Contratação de crédito rural cresceu 13% na safra 2017/18 – Valor

SÃO PAULO  –  Puxado pelos juros mais baixos e pelo cenário favorável às exportações de grãos, o montante total de crédito rural contratado por produtores rurais, cooperativas e empresas na safra 2017/18 (encerrada em junho) cresceu 12,8% em relação ao ciclo 2016/17.

Segundo dados do Banco Central divulgados nesta quinta-feira pelo Ministério da Agricultura, os desembolsos de crédito  rural à agricultura empresarial (que compreende médios e grandes produtores) alcançaram R$ 149 bilhões entre julho de 2017 e junho deste ano.  O montante representa 79,1% do volume total de R$ 188,4 bilhões em recursos anunciado pelo governo para o Plano Safra 2017/18, cuja vigência terminou em 30 de junho. No ciclo anterior, os desembolsos corresponderam a 71,8% do volume disponibilizado.

As linhas de financiamento do Plano Safra voltadas a investimentos registraram aumento de 30,7% nas contratações — os desembolsos atingiram R$ 32,1 bilhões nessa frente, estimulados por um cenário de juros menores. O valor disponível era de R$ 38,1 bilhões. 

Os desembolsos de crédito para as operações de comercialização  foram as que mais subiram na comparação com a safra anterior, com alta de 36,3%. A linha somou R$ 29,8 bilhões na temporada, puxada pela demanda dos agricultores para estocagem de grãos. As regiões Sul e Sudeste foram as que mais usaram recursos dessa linha, com 38% do montante total cada.

As operações de custeio, as mais realizadas, cresceram apenas 0,1%, para R$ 80,3 bilhões. Na agricultura, soja e de milho representaram 42% e 13%, respectivamente, nos montantes acessados.

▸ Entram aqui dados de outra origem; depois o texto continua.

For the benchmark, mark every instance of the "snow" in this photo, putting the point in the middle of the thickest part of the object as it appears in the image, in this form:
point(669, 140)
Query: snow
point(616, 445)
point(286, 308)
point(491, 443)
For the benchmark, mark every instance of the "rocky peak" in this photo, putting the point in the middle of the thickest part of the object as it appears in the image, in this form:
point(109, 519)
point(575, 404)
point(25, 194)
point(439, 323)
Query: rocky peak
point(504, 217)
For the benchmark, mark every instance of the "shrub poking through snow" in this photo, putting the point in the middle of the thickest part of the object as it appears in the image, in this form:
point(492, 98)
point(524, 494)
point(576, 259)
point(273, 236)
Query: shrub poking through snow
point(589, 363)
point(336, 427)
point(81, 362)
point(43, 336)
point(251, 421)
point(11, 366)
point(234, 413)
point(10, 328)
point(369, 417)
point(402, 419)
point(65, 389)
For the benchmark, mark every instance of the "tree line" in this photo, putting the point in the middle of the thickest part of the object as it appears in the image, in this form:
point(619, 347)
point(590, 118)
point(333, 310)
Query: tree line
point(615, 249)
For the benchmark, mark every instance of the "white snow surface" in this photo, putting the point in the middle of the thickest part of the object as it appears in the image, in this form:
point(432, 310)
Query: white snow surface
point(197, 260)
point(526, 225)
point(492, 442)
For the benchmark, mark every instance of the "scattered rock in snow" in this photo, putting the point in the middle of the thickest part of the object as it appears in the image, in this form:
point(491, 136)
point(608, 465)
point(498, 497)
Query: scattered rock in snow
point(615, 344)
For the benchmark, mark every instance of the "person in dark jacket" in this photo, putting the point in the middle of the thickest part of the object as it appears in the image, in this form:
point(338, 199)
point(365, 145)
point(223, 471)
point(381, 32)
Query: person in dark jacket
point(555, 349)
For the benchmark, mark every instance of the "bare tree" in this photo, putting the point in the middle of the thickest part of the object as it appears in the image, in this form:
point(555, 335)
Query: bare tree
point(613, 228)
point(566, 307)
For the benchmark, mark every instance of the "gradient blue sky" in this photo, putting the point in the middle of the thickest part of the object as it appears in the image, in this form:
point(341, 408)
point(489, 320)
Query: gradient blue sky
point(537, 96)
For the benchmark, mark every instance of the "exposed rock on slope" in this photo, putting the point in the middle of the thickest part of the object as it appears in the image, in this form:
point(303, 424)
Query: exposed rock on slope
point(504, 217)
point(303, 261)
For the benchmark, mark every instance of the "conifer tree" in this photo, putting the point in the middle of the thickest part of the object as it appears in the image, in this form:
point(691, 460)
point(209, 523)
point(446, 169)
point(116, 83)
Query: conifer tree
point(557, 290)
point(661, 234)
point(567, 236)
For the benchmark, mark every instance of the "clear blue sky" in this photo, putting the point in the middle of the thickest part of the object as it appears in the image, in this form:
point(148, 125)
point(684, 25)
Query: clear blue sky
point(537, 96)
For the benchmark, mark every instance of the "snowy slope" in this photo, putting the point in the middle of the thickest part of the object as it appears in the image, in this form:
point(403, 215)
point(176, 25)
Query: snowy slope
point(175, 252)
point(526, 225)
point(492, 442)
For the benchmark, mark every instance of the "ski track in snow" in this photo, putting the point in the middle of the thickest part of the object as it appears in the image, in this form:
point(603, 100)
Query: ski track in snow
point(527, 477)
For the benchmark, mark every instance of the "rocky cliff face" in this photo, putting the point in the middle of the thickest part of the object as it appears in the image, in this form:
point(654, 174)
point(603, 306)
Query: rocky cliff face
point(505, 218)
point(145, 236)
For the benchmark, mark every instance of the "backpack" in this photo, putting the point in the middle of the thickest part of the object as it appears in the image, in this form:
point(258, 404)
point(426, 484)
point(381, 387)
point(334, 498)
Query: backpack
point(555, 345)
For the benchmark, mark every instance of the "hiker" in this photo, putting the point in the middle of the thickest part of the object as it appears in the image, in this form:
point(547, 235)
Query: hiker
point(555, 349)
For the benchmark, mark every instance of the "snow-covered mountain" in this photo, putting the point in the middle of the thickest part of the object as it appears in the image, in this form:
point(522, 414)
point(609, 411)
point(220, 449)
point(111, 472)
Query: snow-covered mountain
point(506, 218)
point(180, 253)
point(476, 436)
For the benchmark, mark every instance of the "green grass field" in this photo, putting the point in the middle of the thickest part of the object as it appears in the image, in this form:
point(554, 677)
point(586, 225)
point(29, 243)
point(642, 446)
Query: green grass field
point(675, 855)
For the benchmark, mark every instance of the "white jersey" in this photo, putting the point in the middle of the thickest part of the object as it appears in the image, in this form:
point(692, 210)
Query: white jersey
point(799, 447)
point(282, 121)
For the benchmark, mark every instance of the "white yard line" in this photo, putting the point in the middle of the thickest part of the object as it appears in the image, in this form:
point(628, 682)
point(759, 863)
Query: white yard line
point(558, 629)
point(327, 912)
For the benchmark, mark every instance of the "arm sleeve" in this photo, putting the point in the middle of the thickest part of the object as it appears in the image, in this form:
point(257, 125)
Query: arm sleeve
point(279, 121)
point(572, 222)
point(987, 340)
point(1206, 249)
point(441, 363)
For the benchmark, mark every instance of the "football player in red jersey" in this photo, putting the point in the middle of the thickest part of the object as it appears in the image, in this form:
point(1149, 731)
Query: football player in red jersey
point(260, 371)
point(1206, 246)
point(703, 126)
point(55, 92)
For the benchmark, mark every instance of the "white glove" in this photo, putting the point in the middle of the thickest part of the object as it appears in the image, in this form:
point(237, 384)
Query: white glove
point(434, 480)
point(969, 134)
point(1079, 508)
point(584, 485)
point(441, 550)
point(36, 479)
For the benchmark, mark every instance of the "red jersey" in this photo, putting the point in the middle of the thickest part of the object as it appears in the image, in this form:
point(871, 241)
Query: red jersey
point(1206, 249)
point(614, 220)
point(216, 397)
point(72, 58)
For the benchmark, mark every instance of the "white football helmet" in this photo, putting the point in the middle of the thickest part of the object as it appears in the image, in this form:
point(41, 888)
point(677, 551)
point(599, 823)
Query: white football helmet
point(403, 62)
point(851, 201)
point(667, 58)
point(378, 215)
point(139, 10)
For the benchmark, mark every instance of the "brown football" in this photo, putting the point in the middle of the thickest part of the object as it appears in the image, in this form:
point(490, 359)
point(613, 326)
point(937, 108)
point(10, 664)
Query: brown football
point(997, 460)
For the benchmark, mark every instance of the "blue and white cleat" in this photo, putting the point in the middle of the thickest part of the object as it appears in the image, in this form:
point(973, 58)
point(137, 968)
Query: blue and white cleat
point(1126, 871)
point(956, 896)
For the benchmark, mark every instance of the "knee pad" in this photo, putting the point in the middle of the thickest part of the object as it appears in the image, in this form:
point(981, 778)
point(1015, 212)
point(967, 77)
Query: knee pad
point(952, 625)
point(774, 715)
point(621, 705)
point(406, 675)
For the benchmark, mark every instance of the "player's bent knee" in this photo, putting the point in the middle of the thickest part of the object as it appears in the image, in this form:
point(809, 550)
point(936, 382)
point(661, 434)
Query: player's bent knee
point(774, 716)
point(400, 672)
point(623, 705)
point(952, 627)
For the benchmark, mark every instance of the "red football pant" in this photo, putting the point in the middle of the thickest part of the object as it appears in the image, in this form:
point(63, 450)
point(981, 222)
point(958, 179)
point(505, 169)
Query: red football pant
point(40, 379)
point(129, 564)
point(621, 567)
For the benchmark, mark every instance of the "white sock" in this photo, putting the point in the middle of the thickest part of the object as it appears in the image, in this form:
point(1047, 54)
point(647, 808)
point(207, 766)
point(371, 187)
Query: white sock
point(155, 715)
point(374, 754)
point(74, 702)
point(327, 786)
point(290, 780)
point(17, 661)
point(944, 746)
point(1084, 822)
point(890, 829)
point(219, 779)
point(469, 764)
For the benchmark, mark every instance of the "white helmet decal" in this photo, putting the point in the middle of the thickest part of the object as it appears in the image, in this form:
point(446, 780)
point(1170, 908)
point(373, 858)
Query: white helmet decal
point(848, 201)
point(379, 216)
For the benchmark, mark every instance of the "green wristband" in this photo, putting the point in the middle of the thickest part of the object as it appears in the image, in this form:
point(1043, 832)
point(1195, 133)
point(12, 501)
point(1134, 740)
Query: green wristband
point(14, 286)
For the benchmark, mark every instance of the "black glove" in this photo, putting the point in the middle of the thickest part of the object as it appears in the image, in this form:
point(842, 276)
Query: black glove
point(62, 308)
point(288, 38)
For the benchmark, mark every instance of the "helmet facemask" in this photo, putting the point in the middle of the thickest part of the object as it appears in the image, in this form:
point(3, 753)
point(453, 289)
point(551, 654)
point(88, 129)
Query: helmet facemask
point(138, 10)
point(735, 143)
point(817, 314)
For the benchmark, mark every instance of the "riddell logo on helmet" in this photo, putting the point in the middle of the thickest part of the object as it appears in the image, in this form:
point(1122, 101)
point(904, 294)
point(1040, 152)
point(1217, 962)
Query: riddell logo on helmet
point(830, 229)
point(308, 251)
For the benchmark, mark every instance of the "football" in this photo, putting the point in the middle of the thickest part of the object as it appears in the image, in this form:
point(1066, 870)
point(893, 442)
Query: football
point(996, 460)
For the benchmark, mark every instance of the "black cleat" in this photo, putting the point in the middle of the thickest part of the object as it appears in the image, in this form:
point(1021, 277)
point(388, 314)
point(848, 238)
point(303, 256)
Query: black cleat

Na pecuária, a bovinocultura contratou 79% dos recursos de custeio, seguida pela avicultura e pela suinocultura, ambas com 8%.

Na linha de industrialização, foram aplicados R$ 6,8 bilhões, concentrando 83% na região Sul. 

No ciclo 2017/18, os programas mais acessados foram: Moderfrota — financiamento de máquinas agrícolas –, com R$ 7,95 bilhões (86,4% do total disponibilizado) e o  Pronamp — linha voltada a médios produtores –, com R$ 3,79 bilhões (contando com remanejamento de R$ 83 milhões em recursos extras).

Também merecem destaque o programa Inovagro — inovação –, com R$ 1,04 bilhão (83% do total), Programa ABC — para recuperação de pastagens–, com R$ 1,57 bilhão (74% do total de recursos) e  o PCA — destinado à armazenagem –, com R$ 1,06 bilhão (66%  dos recursos).

Do total dos recursos desembolsados em 2017/18, 53,5% vieram de bancos públicos — R$ 79,72 bilhões, 80,4% com taxas controladas e 19,6% a taxas livres.

Os bancos privados emprestaram R$ 46,96 bilhões  (31,5% do total desembolsado), sendo 63,9%  a taxas subsidiadas. As cooperativas de crédito financiaram  R$ 20,34 bilhões (13,6% do total). O restante dos recursos foi desembolsados por bancos de desenvolvimento, agências de fomento e sociedades de crédito, segundo o ministério.

Fonte Oficial: Valor.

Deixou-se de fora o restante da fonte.